While many breast cancer patients have excellent survival following anti-cancer therapy, some patients are resistant to treatment or may have an incomplete response, leading to relapse after a period of remission. The BCRF research led by Drs. Horowitz and McDaid work is focused on defining the fate of cancer cells within a tumor population following therapy, especially those that are resistant to therapy. They are conducting laboratory studies to identify more effective and less toxic drugs for patients with TNBC and pursuing biomarkers of dormant tumor cells involved in metastasis and drug resistance.
Full Research Summary
Research goal: Identifying targeted therapies and new combination approaches to counter drug resistance and improve outcomes for patients with triple negative and BCRA-driven breast cancer.
Impact: While many patients with triple negative breast cancer (TNBC) respond well to therapy, others have an incomplete response and/or relapse after a period of remission. Those who have inherited mutations in genes that control DNA damage, such as BRCA, often have a particularly high risk of relapse following treatment. Drs. Horowitz and McDaid are investigating the causes of resistance to therapy and testing existing and novel drugs that could overcome it.
Current research: The team is currently focused on the role of tumor cell dormancy and the immune microenvironment on drug resistance and tumor cell survival.
What they’ve learned so far. Their studies have shown that dormant cancer cells produce inflammatory proteins that can promote metastasis and drug resistance. They have been screening novel molecules that target the tubulin cytoskeleton – the cellular “scaffolding” – for evidence of anti-cancer activity in TNBC.
What’s next: The team will continue investigating potential drug candidates for TNBC that both strongly induce tumor cell death and have a low risk of inducing cellular dormancy.
Dr. Susan Band Horwitz is a Distinguished University Professor at the Albert Einstein College of Medicine. She grew up in Boston and after graduating from Bryn Mawr College, received her PhD in Biochemistry from Brandeis University.

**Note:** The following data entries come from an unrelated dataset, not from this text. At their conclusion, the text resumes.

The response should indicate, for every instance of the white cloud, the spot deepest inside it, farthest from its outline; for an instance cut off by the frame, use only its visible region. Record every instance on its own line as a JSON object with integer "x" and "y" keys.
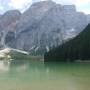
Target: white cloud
{"x": 1, "y": 8}
{"x": 20, "y": 4}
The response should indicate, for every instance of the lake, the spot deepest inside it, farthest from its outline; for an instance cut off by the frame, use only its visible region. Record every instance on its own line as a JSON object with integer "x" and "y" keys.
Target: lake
{"x": 28, "y": 75}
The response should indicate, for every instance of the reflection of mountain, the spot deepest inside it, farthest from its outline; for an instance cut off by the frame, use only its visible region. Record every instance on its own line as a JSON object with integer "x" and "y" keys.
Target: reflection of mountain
{"x": 76, "y": 49}
{"x": 43, "y": 26}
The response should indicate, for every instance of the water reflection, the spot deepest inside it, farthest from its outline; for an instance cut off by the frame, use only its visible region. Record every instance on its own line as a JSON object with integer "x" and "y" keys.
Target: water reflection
{"x": 4, "y": 66}
{"x": 27, "y": 75}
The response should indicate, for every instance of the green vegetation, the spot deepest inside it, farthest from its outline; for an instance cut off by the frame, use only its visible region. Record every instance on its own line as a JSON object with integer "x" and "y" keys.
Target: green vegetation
{"x": 75, "y": 49}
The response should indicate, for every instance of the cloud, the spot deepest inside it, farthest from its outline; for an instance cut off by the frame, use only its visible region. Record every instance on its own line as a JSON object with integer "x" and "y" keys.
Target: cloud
{"x": 20, "y": 4}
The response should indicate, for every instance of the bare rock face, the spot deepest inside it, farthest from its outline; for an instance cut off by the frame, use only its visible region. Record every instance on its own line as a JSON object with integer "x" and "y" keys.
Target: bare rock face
{"x": 7, "y": 23}
{"x": 47, "y": 24}
{"x": 43, "y": 26}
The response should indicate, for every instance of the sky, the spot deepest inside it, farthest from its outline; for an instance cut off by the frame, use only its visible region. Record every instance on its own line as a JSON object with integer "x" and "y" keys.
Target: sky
{"x": 22, "y": 5}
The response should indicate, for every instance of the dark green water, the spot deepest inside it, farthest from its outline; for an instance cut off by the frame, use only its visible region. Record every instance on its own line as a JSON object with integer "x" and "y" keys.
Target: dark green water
{"x": 25, "y": 75}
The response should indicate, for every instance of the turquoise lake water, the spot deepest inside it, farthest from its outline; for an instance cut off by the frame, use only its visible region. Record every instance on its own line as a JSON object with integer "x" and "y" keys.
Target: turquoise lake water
{"x": 26, "y": 75}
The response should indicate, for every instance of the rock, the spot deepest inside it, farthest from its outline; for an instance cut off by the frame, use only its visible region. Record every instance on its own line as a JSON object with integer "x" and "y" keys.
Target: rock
{"x": 47, "y": 24}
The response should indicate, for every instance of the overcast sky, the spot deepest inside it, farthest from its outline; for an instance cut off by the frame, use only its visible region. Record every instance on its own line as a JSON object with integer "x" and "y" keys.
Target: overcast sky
{"x": 22, "y": 5}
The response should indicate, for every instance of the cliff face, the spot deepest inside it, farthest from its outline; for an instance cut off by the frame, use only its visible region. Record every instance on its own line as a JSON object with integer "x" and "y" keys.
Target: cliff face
{"x": 75, "y": 49}
{"x": 46, "y": 25}
{"x": 7, "y": 23}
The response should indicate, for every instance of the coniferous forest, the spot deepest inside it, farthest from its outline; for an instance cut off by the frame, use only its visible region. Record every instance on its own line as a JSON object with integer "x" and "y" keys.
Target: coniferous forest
{"x": 77, "y": 48}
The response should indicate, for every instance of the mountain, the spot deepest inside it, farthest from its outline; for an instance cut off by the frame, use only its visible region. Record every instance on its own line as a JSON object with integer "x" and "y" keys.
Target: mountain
{"x": 46, "y": 25}
{"x": 75, "y": 49}
{"x": 7, "y": 23}
{"x": 43, "y": 26}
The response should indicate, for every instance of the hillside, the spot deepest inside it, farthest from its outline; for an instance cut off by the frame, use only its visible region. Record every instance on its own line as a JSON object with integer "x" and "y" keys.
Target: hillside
{"x": 75, "y": 49}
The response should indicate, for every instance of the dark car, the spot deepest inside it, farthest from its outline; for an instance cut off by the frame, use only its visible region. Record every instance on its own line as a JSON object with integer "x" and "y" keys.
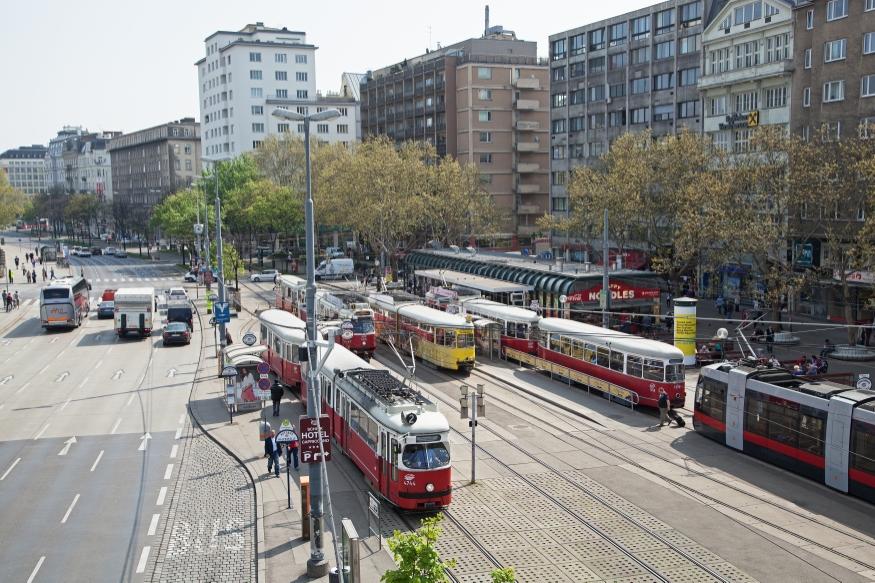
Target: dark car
{"x": 106, "y": 310}
{"x": 176, "y": 333}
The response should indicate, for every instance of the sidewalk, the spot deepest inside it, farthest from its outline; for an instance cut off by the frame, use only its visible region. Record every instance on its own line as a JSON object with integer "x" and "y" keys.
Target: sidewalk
{"x": 282, "y": 554}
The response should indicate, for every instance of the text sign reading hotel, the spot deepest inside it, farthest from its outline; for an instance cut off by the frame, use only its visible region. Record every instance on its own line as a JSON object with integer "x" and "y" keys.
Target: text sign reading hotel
{"x": 619, "y": 292}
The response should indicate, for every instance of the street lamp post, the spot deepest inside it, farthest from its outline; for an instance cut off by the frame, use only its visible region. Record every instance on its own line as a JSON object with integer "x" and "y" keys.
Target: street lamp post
{"x": 317, "y": 564}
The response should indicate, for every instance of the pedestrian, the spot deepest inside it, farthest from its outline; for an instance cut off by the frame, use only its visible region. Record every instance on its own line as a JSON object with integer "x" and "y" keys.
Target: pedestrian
{"x": 271, "y": 452}
{"x": 276, "y": 395}
{"x": 663, "y": 404}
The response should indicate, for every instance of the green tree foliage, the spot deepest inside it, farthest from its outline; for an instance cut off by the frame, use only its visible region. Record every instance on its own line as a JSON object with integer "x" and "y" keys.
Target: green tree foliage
{"x": 415, "y": 554}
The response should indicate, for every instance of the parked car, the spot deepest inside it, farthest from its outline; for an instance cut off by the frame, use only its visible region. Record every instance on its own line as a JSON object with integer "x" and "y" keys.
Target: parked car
{"x": 176, "y": 333}
{"x": 265, "y": 275}
{"x": 106, "y": 310}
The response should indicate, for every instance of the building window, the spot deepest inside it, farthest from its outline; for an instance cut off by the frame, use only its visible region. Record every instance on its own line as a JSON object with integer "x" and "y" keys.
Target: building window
{"x": 663, "y": 50}
{"x": 689, "y": 77}
{"x": 597, "y": 39}
{"x": 578, "y": 45}
{"x": 689, "y": 109}
{"x": 835, "y": 50}
{"x": 836, "y": 9}
{"x": 833, "y": 91}
{"x": 776, "y": 97}
{"x": 641, "y": 28}
{"x": 639, "y": 86}
{"x": 665, "y": 81}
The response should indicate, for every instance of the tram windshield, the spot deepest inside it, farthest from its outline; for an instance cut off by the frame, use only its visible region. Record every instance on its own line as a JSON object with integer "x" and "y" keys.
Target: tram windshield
{"x": 425, "y": 456}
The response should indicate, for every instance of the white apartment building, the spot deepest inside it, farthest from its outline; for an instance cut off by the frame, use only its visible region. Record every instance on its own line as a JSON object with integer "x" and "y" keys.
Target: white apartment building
{"x": 747, "y": 70}
{"x": 247, "y": 74}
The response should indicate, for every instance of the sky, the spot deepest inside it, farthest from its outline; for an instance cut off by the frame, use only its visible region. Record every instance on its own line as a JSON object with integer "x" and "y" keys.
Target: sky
{"x": 125, "y": 66}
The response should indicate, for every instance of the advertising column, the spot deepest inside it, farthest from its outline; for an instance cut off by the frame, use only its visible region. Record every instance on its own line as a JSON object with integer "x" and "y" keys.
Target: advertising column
{"x": 685, "y": 328}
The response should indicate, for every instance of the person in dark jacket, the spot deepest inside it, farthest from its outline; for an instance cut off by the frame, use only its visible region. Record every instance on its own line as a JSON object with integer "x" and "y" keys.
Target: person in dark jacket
{"x": 276, "y": 395}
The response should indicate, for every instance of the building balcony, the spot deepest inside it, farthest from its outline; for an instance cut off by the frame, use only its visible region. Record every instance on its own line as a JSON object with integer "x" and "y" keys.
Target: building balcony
{"x": 526, "y": 104}
{"x": 526, "y": 125}
{"x": 523, "y": 83}
{"x": 748, "y": 74}
{"x": 527, "y": 146}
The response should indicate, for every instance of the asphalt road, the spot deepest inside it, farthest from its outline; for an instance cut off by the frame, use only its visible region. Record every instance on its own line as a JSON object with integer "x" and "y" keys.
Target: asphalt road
{"x": 87, "y": 510}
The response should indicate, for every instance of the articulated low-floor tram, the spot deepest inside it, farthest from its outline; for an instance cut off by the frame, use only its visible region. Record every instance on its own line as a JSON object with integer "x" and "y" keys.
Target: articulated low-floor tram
{"x": 822, "y": 430}
{"x": 439, "y": 339}
{"x": 394, "y": 434}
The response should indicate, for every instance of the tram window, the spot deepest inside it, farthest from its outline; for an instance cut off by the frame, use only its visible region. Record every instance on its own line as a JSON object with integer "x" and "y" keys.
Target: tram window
{"x": 863, "y": 447}
{"x": 757, "y": 418}
{"x": 617, "y": 360}
{"x": 811, "y": 435}
{"x": 634, "y": 366}
{"x": 577, "y": 349}
{"x": 425, "y": 456}
{"x": 783, "y": 424}
{"x": 603, "y": 357}
{"x": 653, "y": 370}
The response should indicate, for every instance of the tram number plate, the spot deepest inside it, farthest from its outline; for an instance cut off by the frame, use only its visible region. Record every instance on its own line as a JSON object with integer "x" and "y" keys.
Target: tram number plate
{"x": 310, "y": 433}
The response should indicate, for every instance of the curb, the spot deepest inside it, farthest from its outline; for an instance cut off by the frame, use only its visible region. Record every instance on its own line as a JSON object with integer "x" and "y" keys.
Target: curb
{"x": 261, "y": 560}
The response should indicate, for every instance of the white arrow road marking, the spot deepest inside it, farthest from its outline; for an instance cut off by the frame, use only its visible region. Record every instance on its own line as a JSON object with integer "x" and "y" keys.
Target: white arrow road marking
{"x": 69, "y": 510}
{"x": 69, "y": 442}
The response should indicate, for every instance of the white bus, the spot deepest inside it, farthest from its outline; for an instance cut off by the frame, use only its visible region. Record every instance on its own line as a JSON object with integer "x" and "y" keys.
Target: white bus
{"x": 64, "y": 302}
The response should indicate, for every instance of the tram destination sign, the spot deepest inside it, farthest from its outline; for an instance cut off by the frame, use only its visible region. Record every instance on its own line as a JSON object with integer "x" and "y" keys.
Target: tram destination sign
{"x": 310, "y": 434}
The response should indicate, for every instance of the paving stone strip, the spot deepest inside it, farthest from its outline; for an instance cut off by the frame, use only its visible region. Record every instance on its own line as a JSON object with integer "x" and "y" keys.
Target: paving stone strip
{"x": 207, "y": 526}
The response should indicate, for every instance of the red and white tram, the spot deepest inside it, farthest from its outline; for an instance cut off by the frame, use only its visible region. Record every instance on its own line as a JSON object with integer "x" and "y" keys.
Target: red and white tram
{"x": 636, "y": 364}
{"x": 819, "y": 429}
{"x": 283, "y": 333}
{"x": 395, "y": 435}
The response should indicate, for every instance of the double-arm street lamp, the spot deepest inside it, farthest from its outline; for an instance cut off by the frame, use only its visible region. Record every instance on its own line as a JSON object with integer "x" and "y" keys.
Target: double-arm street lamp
{"x": 317, "y": 565}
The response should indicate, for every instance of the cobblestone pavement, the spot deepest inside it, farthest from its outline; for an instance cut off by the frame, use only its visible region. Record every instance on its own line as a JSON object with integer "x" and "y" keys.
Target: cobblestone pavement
{"x": 208, "y": 534}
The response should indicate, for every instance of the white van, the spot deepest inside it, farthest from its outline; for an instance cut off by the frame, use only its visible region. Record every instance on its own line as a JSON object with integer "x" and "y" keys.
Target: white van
{"x": 335, "y": 268}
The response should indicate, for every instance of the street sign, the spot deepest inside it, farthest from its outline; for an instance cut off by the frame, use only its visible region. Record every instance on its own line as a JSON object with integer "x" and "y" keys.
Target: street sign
{"x": 310, "y": 435}
{"x": 222, "y": 311}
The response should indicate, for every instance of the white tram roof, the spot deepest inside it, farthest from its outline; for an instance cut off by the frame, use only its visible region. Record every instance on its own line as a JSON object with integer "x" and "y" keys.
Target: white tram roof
{"x": 285, "y": 325}
{"x": 500, "y": 311}
{"x": 618, "y": 340}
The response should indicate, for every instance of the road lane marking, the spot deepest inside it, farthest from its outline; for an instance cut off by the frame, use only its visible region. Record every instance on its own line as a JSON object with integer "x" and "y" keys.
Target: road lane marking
{"x": 141, "y": 566}
{"x": 70, "y": 509}
{"x": 100, "y": 455}
{"x": 154, "y": 524}
{"x": 6, "y": 473}
{"x": 41, "y": 432}
{"x": 36, "y": 569}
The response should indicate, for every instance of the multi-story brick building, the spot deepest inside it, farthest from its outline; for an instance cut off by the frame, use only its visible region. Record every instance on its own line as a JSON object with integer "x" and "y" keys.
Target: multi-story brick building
{"x": 482, "y": 101}
{"x": 834, "y": 73}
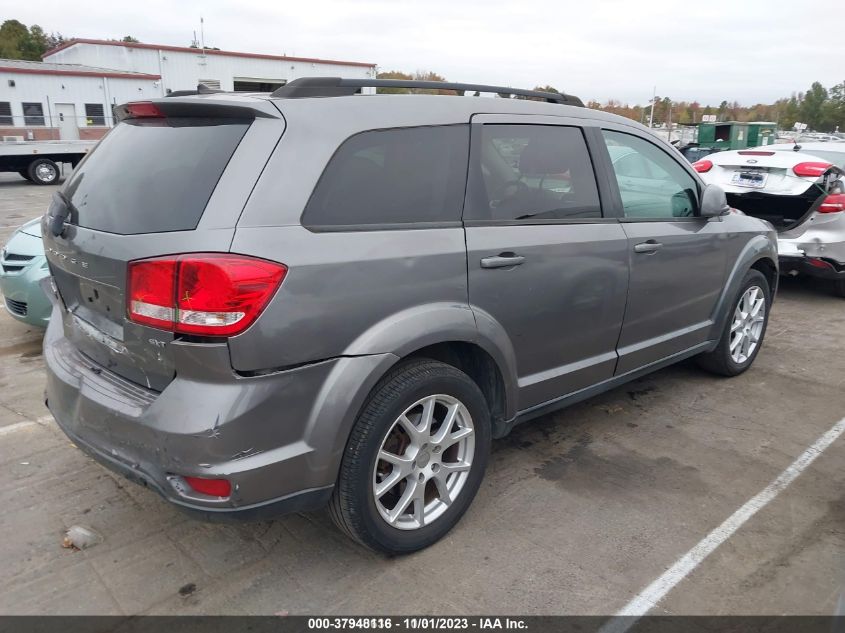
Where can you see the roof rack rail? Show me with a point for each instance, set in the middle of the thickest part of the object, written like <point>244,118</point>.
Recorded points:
<point>339,87</point>
<point>202,89</point>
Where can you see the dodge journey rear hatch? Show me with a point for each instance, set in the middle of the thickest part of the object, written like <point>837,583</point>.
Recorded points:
<point>151,213</point>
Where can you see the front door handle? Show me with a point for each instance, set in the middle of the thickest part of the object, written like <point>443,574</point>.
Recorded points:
<point>502,260</point>
<point>648,247</point>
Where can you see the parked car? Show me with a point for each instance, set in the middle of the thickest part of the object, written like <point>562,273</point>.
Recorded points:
<point>802,193</point>
<point>315,298</point>
<point>831,152</point>
<point>22,267</point>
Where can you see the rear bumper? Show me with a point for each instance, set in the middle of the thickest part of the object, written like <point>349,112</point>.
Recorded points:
<point>23,297</point>
<point>296,502</point>
<point>274,437</point>
<point>801,265</point>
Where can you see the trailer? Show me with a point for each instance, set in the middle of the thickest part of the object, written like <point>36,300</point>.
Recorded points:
<point>39,161</point>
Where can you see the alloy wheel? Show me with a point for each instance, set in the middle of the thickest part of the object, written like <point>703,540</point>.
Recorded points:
<point>423,462</point>
<point>747,326</point>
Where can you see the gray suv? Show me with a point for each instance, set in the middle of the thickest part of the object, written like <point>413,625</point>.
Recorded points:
<point>270,303</point>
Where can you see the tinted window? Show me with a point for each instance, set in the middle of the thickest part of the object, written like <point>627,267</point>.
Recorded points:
<point>532,172</point>
<point>151,177</point>
<point>652,184</point>
<point>399,176</point>
<point>33,114</point>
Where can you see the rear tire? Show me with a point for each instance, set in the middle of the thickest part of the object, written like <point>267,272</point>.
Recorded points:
<point>435,476</point>
<point>43,171</point>
<point>743,335</point>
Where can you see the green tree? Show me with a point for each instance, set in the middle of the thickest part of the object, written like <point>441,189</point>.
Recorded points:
<point>812,110</point>
<point>394,74</point>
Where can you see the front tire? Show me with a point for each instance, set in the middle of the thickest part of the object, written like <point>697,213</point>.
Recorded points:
<point>743,334</point>
<point>43,171</point>
<point>415,458</point>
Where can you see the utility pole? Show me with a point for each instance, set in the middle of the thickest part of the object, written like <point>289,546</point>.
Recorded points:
<point>651,115</point>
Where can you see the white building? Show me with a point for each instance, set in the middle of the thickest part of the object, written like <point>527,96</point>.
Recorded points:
<point>71,93</point>
<point>182,68</point>
<point>42,101</point>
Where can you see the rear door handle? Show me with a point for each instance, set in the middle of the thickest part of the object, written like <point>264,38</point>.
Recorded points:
<point>502,260</point>
<point>648,247</point>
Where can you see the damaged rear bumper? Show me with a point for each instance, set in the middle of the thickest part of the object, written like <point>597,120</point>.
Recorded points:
<point>792,265</point>
<point>257,432</point>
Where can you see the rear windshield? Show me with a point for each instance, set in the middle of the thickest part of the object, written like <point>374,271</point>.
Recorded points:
<point>152,176</point>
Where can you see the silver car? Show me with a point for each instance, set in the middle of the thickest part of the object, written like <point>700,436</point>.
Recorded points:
<point>321,298</point>
<point>800,189</point>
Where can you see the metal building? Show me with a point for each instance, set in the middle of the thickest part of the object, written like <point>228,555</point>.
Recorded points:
<point>182,68</point>
<point>71,93</point>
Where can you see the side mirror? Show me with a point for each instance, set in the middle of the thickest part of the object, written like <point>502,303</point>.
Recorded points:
<point>713,202</point>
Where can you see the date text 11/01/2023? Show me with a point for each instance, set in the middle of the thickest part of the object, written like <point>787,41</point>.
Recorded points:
<point>417,623</point>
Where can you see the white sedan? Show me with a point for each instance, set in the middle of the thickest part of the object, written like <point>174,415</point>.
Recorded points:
<point>801,193</point>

Dr. Horwitz has had a continuing interest in natural products as a source of new drugs for the treatment of cancer. Her laboratory has made Taxol, a drug isolated from the yew plant, Taxus brevifolia, a major focus of its work and today it is given to over a million patients. Dr. Horwitz' research played an important role in encouraging the development of Taxol by the National Cancer Institute.
Dr. Horwitz and her collaborators demonstrated that the effects of Taxol were due to a novel interaction between the drug and microtubules that identified Taxol as a prototype of a new class of anti-tumor drugs. Dr. Horwitz also has made significant contributions to our understanding of the molecular mechanisms underlying Taxol resistance in tumor cells.